Я стоял безмолвно, едва удерживая слезы и печально опустив руку, в которой держал мел…
Чижов наконец оставил меня, пожал плечами и обратился с досадою к Шелейховскому.
— Каким же образом вы показали, что он имеет отличные сведения, когда он понятия ни о чем не имеет? И это выпускные воспитанники, получающие университетские права! — продолжал Чижов, придравшись к своей любимой теме и обращаясь к инспектору. — Что же я поставлю такому господину? Он, верно, прочит себя в гусары, а либо в уланы…
Инспектор был очень огорчен за меня и начал что-то вполголоса говорить Чижову, но Чижов строго и упорно качал головою.
— Мне до этого нет дела, — отвечал громко Чижов, — в моем предмете я все-таки обязан поставить ему нуль.
В отчаянии, со стыдом и со слезами на глазах и весь в мелу, вышел я из публичной залы, вошел в класс, бросился на скамейку и зарыдал.
Ко мне подошел Павлов, один из товарищей, бывший на отличном счету у начальства, которому он очень ловко подслуживался. Павлов учился на 10-й класс; папенька обещал ему подарить рысака, если он выйдет десятым классом. "Способностями бог его не наградил" и даже не дал доброго сердца. При весьма ограниченном уме и способностях он был пропитан лицемерством и лестию.
При виде моего отчаяния Павлов скорчил добродушную и вместе плачевную гримасу и произнес со вздохом:
— Мне ужасно жаль тебя, братец! Ведь с нулем тебя не выпустят из пансиона.
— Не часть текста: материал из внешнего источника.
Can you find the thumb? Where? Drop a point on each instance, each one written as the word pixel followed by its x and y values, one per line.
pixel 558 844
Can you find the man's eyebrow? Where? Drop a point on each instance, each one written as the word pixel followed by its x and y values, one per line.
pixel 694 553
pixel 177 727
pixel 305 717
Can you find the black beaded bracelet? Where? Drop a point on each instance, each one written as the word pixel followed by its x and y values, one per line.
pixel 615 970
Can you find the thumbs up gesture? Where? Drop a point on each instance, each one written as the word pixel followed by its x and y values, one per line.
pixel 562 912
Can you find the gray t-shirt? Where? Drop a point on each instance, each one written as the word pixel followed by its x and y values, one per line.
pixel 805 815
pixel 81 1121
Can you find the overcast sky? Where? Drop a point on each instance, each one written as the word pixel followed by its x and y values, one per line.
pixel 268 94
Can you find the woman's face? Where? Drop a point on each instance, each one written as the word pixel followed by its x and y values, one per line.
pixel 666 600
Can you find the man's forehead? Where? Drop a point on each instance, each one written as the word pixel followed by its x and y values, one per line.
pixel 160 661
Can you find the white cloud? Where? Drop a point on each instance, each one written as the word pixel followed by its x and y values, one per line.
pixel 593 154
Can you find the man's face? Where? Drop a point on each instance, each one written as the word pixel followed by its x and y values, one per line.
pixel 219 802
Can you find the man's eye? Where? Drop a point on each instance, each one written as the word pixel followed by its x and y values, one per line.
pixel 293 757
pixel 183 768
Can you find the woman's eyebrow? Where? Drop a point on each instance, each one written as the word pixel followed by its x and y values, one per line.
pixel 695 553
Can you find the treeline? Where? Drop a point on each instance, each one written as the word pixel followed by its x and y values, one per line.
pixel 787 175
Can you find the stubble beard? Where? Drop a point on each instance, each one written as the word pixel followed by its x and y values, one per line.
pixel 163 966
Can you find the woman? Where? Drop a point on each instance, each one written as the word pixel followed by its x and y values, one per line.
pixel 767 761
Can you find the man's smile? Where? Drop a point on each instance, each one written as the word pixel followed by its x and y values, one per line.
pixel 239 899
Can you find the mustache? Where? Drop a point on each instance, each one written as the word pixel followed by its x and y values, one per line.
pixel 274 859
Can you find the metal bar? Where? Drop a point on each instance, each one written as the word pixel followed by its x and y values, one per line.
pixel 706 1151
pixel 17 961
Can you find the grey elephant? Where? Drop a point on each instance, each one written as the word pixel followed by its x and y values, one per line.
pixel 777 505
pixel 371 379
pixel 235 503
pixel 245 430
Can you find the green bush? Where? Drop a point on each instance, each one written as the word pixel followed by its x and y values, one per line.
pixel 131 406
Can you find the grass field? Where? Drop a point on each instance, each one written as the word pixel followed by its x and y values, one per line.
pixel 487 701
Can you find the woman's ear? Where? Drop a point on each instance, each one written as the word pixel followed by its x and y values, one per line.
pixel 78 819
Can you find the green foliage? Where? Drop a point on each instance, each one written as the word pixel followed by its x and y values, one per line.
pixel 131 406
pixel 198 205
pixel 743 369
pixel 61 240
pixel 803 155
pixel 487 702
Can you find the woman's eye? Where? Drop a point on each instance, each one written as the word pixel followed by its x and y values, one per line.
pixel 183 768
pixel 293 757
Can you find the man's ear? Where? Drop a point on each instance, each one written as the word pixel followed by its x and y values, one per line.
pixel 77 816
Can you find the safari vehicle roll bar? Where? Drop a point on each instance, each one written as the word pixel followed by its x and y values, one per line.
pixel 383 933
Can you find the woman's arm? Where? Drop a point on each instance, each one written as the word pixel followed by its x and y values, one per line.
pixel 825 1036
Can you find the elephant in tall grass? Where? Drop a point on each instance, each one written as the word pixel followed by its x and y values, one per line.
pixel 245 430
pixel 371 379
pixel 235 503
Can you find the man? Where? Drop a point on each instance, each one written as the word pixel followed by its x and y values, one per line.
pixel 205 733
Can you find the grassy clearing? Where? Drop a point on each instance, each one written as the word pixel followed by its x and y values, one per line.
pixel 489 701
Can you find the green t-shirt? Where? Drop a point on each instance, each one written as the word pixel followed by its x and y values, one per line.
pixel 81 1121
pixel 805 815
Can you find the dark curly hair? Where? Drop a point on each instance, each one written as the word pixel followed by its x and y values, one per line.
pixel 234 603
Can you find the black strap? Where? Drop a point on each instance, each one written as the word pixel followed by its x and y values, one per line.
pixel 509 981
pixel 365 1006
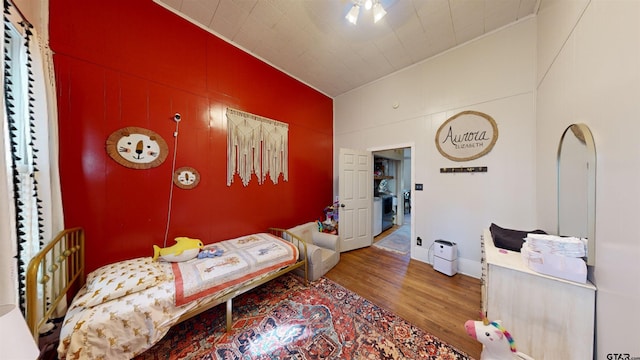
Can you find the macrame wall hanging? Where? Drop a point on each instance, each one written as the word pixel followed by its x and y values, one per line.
pixel 256 145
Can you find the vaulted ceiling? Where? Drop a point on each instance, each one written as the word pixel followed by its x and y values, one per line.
pixel 313 42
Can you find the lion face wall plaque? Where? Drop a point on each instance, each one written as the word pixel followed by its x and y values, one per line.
pixel 137 148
А мне так Чижов поставил четыре, теперь уж я непременно выйду десятым классом!
С таким же утешением он не совсем удачно подошел к другому воспитаннику, с характером гораздо решительнее моего и также получившему нуль в математике.
Воспитаннику с решительным характером не понравилось участие товарища и он нанес ему очень значительную неприятность, которую тот перенес с похвальным смирением и кротостию.
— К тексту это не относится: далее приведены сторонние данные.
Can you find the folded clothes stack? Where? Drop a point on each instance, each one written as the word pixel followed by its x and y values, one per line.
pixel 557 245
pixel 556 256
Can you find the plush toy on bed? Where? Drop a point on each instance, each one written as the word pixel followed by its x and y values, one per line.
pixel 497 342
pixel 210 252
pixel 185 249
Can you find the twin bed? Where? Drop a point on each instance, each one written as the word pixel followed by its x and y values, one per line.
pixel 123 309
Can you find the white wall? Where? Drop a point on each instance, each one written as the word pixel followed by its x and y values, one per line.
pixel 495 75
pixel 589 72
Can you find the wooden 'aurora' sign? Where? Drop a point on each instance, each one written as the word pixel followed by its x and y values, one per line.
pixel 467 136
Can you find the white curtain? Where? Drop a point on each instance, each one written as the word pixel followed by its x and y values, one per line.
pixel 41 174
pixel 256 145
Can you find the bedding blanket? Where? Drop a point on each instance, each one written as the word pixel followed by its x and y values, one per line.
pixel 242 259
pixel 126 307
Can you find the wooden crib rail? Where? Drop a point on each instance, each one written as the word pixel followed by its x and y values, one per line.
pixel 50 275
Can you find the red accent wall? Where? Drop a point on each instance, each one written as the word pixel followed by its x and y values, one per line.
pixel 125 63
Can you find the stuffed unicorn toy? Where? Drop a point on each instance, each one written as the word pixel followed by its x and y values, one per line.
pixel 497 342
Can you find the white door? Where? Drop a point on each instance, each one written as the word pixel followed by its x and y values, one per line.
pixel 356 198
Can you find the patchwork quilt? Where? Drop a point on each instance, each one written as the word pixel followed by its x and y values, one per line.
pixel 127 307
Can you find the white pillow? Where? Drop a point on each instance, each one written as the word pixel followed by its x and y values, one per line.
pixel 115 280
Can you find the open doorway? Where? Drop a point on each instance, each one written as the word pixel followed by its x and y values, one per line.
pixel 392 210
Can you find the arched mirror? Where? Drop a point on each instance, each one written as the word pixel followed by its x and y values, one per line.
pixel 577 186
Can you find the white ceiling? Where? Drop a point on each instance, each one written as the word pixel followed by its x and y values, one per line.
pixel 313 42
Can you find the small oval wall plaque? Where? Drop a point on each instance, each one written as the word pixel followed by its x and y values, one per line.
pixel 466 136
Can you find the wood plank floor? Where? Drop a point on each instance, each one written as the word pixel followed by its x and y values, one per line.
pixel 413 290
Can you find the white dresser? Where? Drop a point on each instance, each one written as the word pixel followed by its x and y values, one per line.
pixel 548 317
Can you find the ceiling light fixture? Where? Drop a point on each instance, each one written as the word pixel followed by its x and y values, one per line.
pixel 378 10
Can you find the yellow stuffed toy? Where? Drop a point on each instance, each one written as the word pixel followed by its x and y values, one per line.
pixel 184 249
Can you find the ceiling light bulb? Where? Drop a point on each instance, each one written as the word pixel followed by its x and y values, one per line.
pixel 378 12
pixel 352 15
Эти добродетели, в соединении с лестью и лицемерием, были, говорят, полезны для него на служебном поприще, так же как и в школе. И здесь и там он достиг того, к чему стремился: при выпуске — награжден правом на чин 10 класса и рысаком, а на службе — чином действительного статского советника и званием камергера… Теперь у него не один рысак, а целый завод орловских рысаков, лента через, плечо, золотой мундир с ключом сзади, которым он щеголяет в торжественные дни в своем губернском городе, во время отпусков, стоя на губернских выходах об руку с губернатором и предводителем дворянства. Он величественно говорит: "У нас при дворе… Мы опора трона, наши права…" и тому подобные блестящие фразы.